MAHKEMESİ :Ticaret Mahkemesi
Taraflar arasındaki kooperatif üyeliğinin tespiti davasının bozma ilamına uyularak yapılan yargılaması sonunda ilamda yazılı nedenlerden dolayı davanın reddine yönelik olarak verilen hükmün davacı vekilince duruşmalı olarak temyiz edilmesi üzerine ilgililere çağrı kağıdı gönderilmişti. Belli günde davacı vekili Av. ... ile davalı vekili Av. ..."nın gelmiş olmalarıyla duruşmaya başlanarak hazır bulunan avukatların sözlü açıklamaları dinlenildikten ve temyiz dilekçesinin süresinde olduğu anlaşıldıktan sonra dosya incelendi, gereği konuşulup düşünüldü.
- KARAR -
Davacı vekili, müvekkilinin davalının ortağı olduğunu, 1996 yılından 2003 yılına kadar düzenli şekilde aidat ödediğini, kendisine yönetim kurulu kararı ile tahsis edilen konutun teslim edilmediğini, bu konutun bulunduğu bloğun yapımından imar mevzuatı nedeniyle vazgeçildiğini, eşdeğer konut da verilmediğini ileri sürerek, tahsis edilen konutun, olmadığı takdirde eşdeğer konut tahsisine karar verilmesini istemiş, ıslah isteminde bulunarak 32.152,00 YTL tazminatın tahsiline hükmedilmesini talep ve dava etmiştir.

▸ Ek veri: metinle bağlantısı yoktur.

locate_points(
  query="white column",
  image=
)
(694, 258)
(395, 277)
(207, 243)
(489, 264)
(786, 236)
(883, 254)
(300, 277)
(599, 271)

Davalı vekili, müvekkilinin taşınmazlarına ilişkin durumunun belirsiz olduğunu, imar ve inşaat ruhsatlarının bulunmadığını, dava konusunun hukuken imkansız olduğunu savunarak, davanın reddini istemiştir.
Mahkemece, davanın kabulüne dair verilen karar, Yargıtay 11. Hukuk Dairesi"nin 01.11.2010 tarih ve 2009/4886 E., 2010/11000 K. sayılı ilamıyla; davalının inşa ettiği konutların kaçak olması nedeniyle yıkımına karar verildiği, kararın kesinleştiği ve yıkım ihalesinin yapıldığı, davacıya tahsis edilen konutun imar mevzuatı engeli nedeniyle yapılamayacağının sabit olduğu, davalının diğer ortaklarına tahsis edilen konutların da yıktırılması ihtimali bulunduğu, eşitlik ilkesi dikkate alındığında, davalının, konut tahsis edilmemesi nedeniyle davacıya tazminat ödeyebilmesi için, diğer ortaklarının tamamına veya en azından bir kısmına yasaya uygun şekilde konutlarını vermesi gerektiği, şayet, kaçak inşa edilmeleri nedeniyle diğer ortaklara verilen konutların tamamı yıkılacaksa bu aşamada davacının tazminat talep etmesinin mümkün olmayacağı, davalının diğer ortaklarına tahsis ve teslim ettiği konutların akıbetleri araştırılıp, yıkılıp yıkılmayacaklarının belirlenmesi, hukuken yıkılmayacakları kesinleştiği takdirde davacının tazminat talep edebileceği, aksi halde bu aşamada tazminat isteminin yerinde olmadığı dikkate alınarak sonucuna göre bir karar verilmesi gerektiği belirtilerek bozulmuştur. Mahkemece, bozma ilamına uyularak yapılan yargılama sonucunda, davalı kooperatifin yaptırdığı konutların tamamının kaçak olduğu, kaçak yapılarla ilgili yıkım kararları alındığı ve kesinleştiği, binaların yıkımı işinin ihale aşamasında olduğu, kaçak inşa edilmeleri nedeniyle diğer ortaklara verilen konutların tamamının yıkılacağı, eşitlik ilkesi gereği davacının bu aşamada tazminat talep etmesinin mümkün olamayacağı gerekçesiyle, davanın reddine karar verilmiştir.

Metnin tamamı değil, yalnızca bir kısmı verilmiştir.